Closed marceljahnke closed 1 year ago
Hi @marceljahnke tevatron uses DDP for multi-gpu training
i.e. run with python -m torch.distributed.launch --nproc_per_node=4 -m tevatron.driver.train
e.g. https://github.com/texttron/tevatron/tree/main/examples/dpr#2-train
Hi @MXueguang, thank you for the answer. It worked.
Unfortunately another error occurred during the searching:
python -m tevatron.faiss_retriever.reducer --score_dir ranking/intermediate --query encoding/qry.pt --save_ranking_to ranking/rank.txt
0%| | 0/10 [00:00<?, ?it/s]Initializing Heap.

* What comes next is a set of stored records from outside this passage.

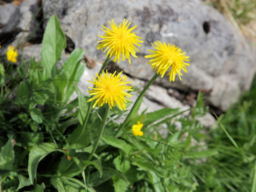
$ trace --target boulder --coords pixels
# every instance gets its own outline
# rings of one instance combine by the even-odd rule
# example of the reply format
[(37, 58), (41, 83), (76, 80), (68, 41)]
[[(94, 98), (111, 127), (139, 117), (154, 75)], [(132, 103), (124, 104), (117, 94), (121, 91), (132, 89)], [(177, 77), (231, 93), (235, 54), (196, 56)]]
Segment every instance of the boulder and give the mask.
[(35, 0), (24, 0), (18, 6), (10, 3), (0, 6), (0, 42), (2, 46), (0, 55), (5, 54), (10, 45), (20, 47), (20, 44), (22, 46), (28, 39), (33, 43), (42, 40), (43, 30), (39, 27), (41, 18), (37, 19), (38, 15), (36, 14), (39, 9)]
[[(155, 71), (144, 58), (151, 43), (160, 40), (175, 44), (190, 57), (191, 66), (173, 83), (168, 77), (157, 82), (165, 87), (206, 93), (210, 105), (225, 110), (250, 87), (255, 70), (254, 51), (248, 46), (227, 20), (199, 0), (43, 1), (46, 18), (55, 13), (66, 35), (75, 46), (85, 49), (87, 58), (103, 61), (105, 54), (96, 47), (102, 35), (101, 25), (116, 23), (126, 18), (135, 25), (136, 34), (144, 43), (131, 64), (118, 64), (124, 72), (149, 80)], [(45, 25), (47, 19), (45, 20)], [(234, 93), (236, 94), (234, 95)]]

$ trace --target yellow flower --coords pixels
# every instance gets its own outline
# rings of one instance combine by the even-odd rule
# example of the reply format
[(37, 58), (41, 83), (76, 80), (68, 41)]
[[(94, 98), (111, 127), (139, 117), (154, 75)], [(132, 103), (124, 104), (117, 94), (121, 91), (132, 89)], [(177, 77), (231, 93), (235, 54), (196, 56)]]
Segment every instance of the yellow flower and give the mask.
[(101, 107), (104, 103), (108, 103), (108, 106), (112, 109), (115, 103), (117, 105), (120, 109), (126, 110), (127, 99), (125, 96), (130, 98), (132, 95), (125, 92), (125, 90), (127, 91), (132, 91), (131, 89), (132, 86), (125, 85), (126, 83), (131, 82), (124, 81), (127, 79), (127, 77), (124, 76), (120, 77), (123, 71), (121, 71), (118, 75), (116, 75), (116, 71), (114, 74), (108, 74), (108, 71), (102, 74), (99, 75), (97, 74), (97, 79), (93, 77), (94, 81), (93, 82), (89, 81), (90, 83), (93, 84), (93, 87), (92, 91), (89, 91), (90, 95), (95, 95), (94, 97), (89, 99), (87, 102), (90, 102), (94, 99), (97, 99), (93, 108), (94, 108), (98, 104), (98, 107)]
[(15, 47), (12, 45), (10, 45), (7, 50), (7, 60), (14, 63), (17, 62), (17, 57), (18, 57), (18, 51)]
[(142, 128), (143, 124), (140, 123), (139, 121), (137, 122), (137, 124), (132, 126), (132, 130), (133, 132), (133, 134), (135, 136), (143, 136), (143, 132), (140, 131)]
[[(167, 74), (170, 76), (170, 81), (174, 81), (176, 74), (179, 74), (179, 77), (181, 80), (181, 76), (183, 75), (180, 72), (182, 69), (187, 73), (186, 66), (189, 66), (185, 61), (189, 61), (189, 57), (186, 56), (186, 52), (182, 52), (181, 49), (175, 45), (170, 45), (165, 43), (163, 44), (158, 41), (154, 42), (155, 45), (152, 43), (152, 46), (156, 50), (149, 51), (153, 54), (146, 55), (146, 58), (153, 58), (149, 61), (148, 65), (150, 65), (153, 70), (156, 70), (157, 74), (162, 75), (163, 77), (166, 71), (169, 69)], [(170, 68), (171, 67), (171, 69)]]
[(129, 63), (131, 63), (130, 54), (131, 53), (135, 58), (138, 58), (136, 56), (135, 50), (137, 51), (139, 50), (135, 45), (140, 46), (138, 43), (143, 43), (143, 41), (139, 40), (142, 38), (141, 37), (137, 36), (135, 33), (131, 33), (137, 27), (137, 26), (128, 29), (131, 22), (126, 26), (128, 21), (125, 20), (125, 19), (124, 19), (122, 25), (121, 23), (119, 23), (119, 27), (116, 25), (114, 19), (112, 19), (112, 21), (113, 24), (108, 21), (111, 29), (102, 25), (106, 29), (101, 28), (101, 30), (105, 32), (105, 34), (103, 36), (98, 35), (99, 37), (103, 38), (103, 39), (98, 42), (98, 43), (102, 43), (98, 45), (97, 49), (101, 49), (103, 51), (103, 48), (106, 48), (103, 51), (104, 53), (109, 49), (107, 55), (109, 55), (109, 58), (114, 55), (115, 58), (113, 61), (116, 62), (118, 60), (118, 63), (120, 61), (121, 53), (122, 53), (122, 60), (125, 61), (126, 58), (129, 60)]

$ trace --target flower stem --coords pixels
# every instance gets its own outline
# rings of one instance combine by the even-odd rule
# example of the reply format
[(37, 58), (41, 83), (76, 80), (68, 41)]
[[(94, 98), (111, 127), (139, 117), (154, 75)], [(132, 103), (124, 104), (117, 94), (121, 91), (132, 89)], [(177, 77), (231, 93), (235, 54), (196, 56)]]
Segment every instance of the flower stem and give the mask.
[(99, 142), (100, 142), (100, 140), (101, 138), (101, 136), (102, 135), (103, 131), (104, 131), (104, 128), (105, 127), (106, 122), (107, 122), (107, 119), (108, 119), (108, 115), (109, 114), (110, 109), (110, 108), (108, 106), (107, 107), (106, 111), (105, 112), (105, 114), (104, 117), (103, 118), (102, 124), (101, 125), (101, 128), (100, 129), (100, 134), (99, 135), (99, 137), (97, 138), (97, 140), (96, 141), (96, 143), (93, 146), (93, 149), (92, 149), (92, 152), (91, 152), (91, 154), (90, 154), (89, 157), (88, 158), (88, 161), (91, 160), (92, 156), (93, 156), (93, 154), (94, 154), (95, 151), (96, 151), (96, 149), (97, 149), (98, 146), (99, 145)]
[[(103, 63), (102, 67), (101, 67), (101, 69), (100, 69), (100, 71), (99, 72), (99, 74), (101, 74), (104, 69), (106, 69), (106, 67), (108, 64), (111, 58), (108, 55), (107, 59), (106, 59), (104, 63)], [(91, 96), (91, 98), (92, 96)], [(86, 115), (85, 115), (85, 118), (84, 118), (84, 122), (83, 125), (83, 128), (82, 129), (81, 133), (80, 134), (79, 136), (77, 138), (76, 140), (78, 140), (80, 138), (82, 137), (83, 134), (84, 133), (84, 130), (85, 129), (85, 127), (86, 126), (87, 123), (88, 122), (88, 119), (89, 118), (90, 114), (91, 113), (91, 110), (92, 110), (92, 102), (89, 102), (88, 104), (88, 109), (87, 109)]]
[(151, 85), (152, 85), (152, 84), (155, 82), (155, 81), (156, 81), (156, 78), (157, 77), (158, 77), (158, 76), (159, 75), (160, 75), (160, 74), (156, 74), (154, 76), (154, 77), (152, 77), (151, 80), (149, 81), (149, 82), (148, 83), (147, 85), (146, 85), (146, 86), (144, 87), (142, 91), (141, 91), (140, 95), (138, 97), (137, 99), (135, 101), (134, 104), (133, 104), (133, 106), (132, 106), (132, 109), (130, 111), (130, 113), (128, 114), (128, 115), (127, 116), (126, 118), (125, 119), (125, 120), (124, 120), (124, 123), (123, 123), (123, 124), (121, 125), (121, 126), (118, 128), (117, 131), (116, 131), (116, 133), (115, 133), (115, 134), (114, 134), (115, 137), (116, 137), (116, 135), (117, 135), (117, 134), (119, 133), (119, 132), (124, 127), (125, 125), (128, 122), (128, 121), (129, 121), (129, 119), (130, 119), (130, 117), (131, 117), (131, 115), (133, 114), (135, 109), (137, 108), (137, 105), (139, 104), (139, 101), (140, 100), (140, 99), (143, 97), (143, 95), (144, 95), (144, 93), (145, 93), (146, 91), (147, 91), (147, 90), (148, 89), (148, 87), (149, 87), (149, 86)]

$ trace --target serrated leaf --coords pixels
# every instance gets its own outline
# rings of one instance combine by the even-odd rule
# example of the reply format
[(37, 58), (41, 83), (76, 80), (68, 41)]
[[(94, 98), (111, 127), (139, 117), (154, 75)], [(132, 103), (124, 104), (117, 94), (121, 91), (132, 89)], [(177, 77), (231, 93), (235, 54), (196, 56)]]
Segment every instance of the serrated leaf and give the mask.
[(153, 171), (149, 171), (148, 173), (156, 192), (162, 192), (165, 190), (163, 187), (161, 179)]
[(24, 187), (29, 186), (32, 185), (31, 184), (31, 182), (29, 179), (26, 178), (26, 177), (22, 175), (18, 174), (18, 178), (19, 178), (19, 186), (18, 186), (17, 190), (20, 189)]
[(65, 155), (62, 157), (57, 169), (57, 174), (70, 178), (76, 176), (81, 173), (80, 169), (74, 161), (67, 159)]
[(129, 154), (132, 149), (132, 147), (125, 141), (114, 137), (103, 135), (102, 139), (107, 144), (122, 149), (126, 154)]
[(18, 101), (22, 105), (28, 101), (30, 95), (30, 87), (29, 83), (26, 80), (20, 83), (17, 91)]
[(104, 170), (101, 178), (100, 178), (99, 172), (93, 172), (90, 174), (89, 184), (92, 187), (97, 187), (110, 179), (115, 174), (113, 172), (108, 170)]
[(141, 115), (141, 118), (143, 119), (143, 124), (144, 126), (147, 126), (150, 124), (155, 122), (157, 120), (164, 118), (164, 117), (177, 113), (179, 108), (171, 109), (164, 108), (162, 109), (152, 113), (148, 113)]
[(0, 154), (0, 169), (11, 170), (14, 162), (14, 151), (12, 139), (9, 138), (5, 146), (1, 149)]
[(83, 125), (88, 109), (88, 105), (87, 104), (85, 97), (83, 93), (82, 93), (78, 87), (75, 86), (75, 90), (77, 94), (77, 98), (78, 99), (78, 119), (80, 124)]
[(30, 109), (30, 116), (35, 122), (41, 124), (43, 122), (43, 115), (40, 109), (34, 108)]
[(31, 100), (35, 103), (44, 105), (47, 101), (49, 96), (44, 91), (35, 91), (31, 97)]
[(139, 170), (145, 171), (153, 171), (157, 175), (162, 178), (164, 178), (163, 175), (163, 173), (158, 170), (156, 165), (152, 162), (147, 161), (146, 159), (137, 159), (136, 161), (132, 162), (133, 165), (136, 165), (139, 167)]
[(82, 161), (82, 164), (81, 164), (80, 167), (83, 169), (85, 169), (88, 165), (93, 165), (100, 173), (100, 177), (101, 177), (102, 175), (102, 167), (101, 166), (101, 163), (99, 159), (92, 161)]
[(118, 179), (114, 183), (115, 192), (126, 191), (128, 187), (128, 183), (123, 179)]
[(39, 162), (50, 153), (56, 151), (56, 149), (53, 143), (44, 143), (31, 149), (28, 157), (28, 172), (31, 183), (33, 183), (36, 177)]
[(44, 183), (39, 185), (37, 184), (35, 188), (35, 192), (43, 192), (44, 189), (45, 189), (45, 185)]
[(45, 69), (44, 79), (54, 77), (57, 62), (60, 60), (66, 46), (65, 35), (59, 19), (54, 14), (47, 23), (42, 42), (42, 66)]
[(131, 167), (130, 162), (125, 159), (122, 159), (120, 155), (114, 159), (114, 163), (115, 164), (116, 169), (124, 173)]
[(74, 89), (73, 85), (76, 85), (84, 73), (85, 68), (84, 63), (81, 62), (84, 50), (76, 49), (64, 63), (63, 66), (67, 74), (67, 85), (65, 94), (64, 102), (69, 99)]
[[(60, 178), (51, 178), (51, 183), (58, 190), (58, 192), (66, 192), (65, 188)], [(68, 192), (68, 191), (67, 191)]]
[(64, 91), (68, 83), (67, 76), (64, 70), (61, 70), (59, 75), (54, 76), (54, 85), (57, 91), (57, 99), (58, 101), (63, 101)]
[(201, 151), (193, 151), (183, 155), (183, 158), (204, 158), (216, 155), (219, 154), (218, 150), (208, 149), (207, 150), (202, 150)]

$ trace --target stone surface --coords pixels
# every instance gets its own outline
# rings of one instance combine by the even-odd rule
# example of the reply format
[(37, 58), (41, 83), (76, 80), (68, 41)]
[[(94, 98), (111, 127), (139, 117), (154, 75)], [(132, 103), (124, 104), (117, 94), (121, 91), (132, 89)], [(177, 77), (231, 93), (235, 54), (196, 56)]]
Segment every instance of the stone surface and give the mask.
[(36, 13), (39, 7), (35, 0), (24, 0), (19, 6), (7, 3), (0, 6), (0, 55), (4, 55), (10, 45), (42, 38), (43, 29), (39, 27)]
[(56, 13), (75, 46), (85, 49), (86, 57), (98, 61), (105, 57), (96, 50), (100, 40), (97, 35), (103, 34), (101, 25), (109, 27), (107, 21), (112, 18), (117, 23), (126, 18), (131, 26), (137, 25), (134, 31), (144, 41), (139, 59), (133, 58), (130, 65), (127, 62), (118, 65), (140, 79), (149, 80), (155, 73), (143, 57), (151, 42), (159, 39), (180, 46), (190, 56), (188, 73), (182, 81), (170, 83), (167, 77), (157, 81), (165, 87), (203, 90), (208, 93), (209, 103), (222, 110), (231, 103), (234, 92), (249, 89), (255, 73), (254, 51), (220, 13), (199, 0), (44, 2), (44, 12), (51, 10), (49, 17)]

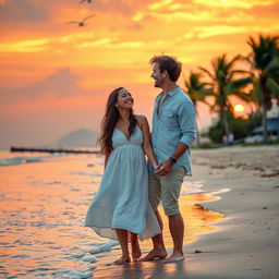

Assuming 6980 queries.
Traceback (most recent call last):
File "/home/jahnke/miniconda3/envs/tevatron/lib/python3.8/runpy.py", line 194, in _run_module_as_main
return _run_code(code, main_globals, None,
File "/home/jahnke/miniconda3/envs/tevatron/lib/python3.8/runpy.py", line 87, in _run_code
exec(code, run_globals)
File "/dstore/home/jahnke/master-dense-retrieval/tevatron/src/tevatron/faiss_retriever/reducer.py", line 48, in <module>
main()
File "/dstore/home/jahnke/master-dense-retrieval/tevatron/src/tevatron/faiss_retriever/reducer.py", line 41, in main
corpus_scores, corpus_indices = combine_faiss_results(map(torch.load, tqdm(partitions)))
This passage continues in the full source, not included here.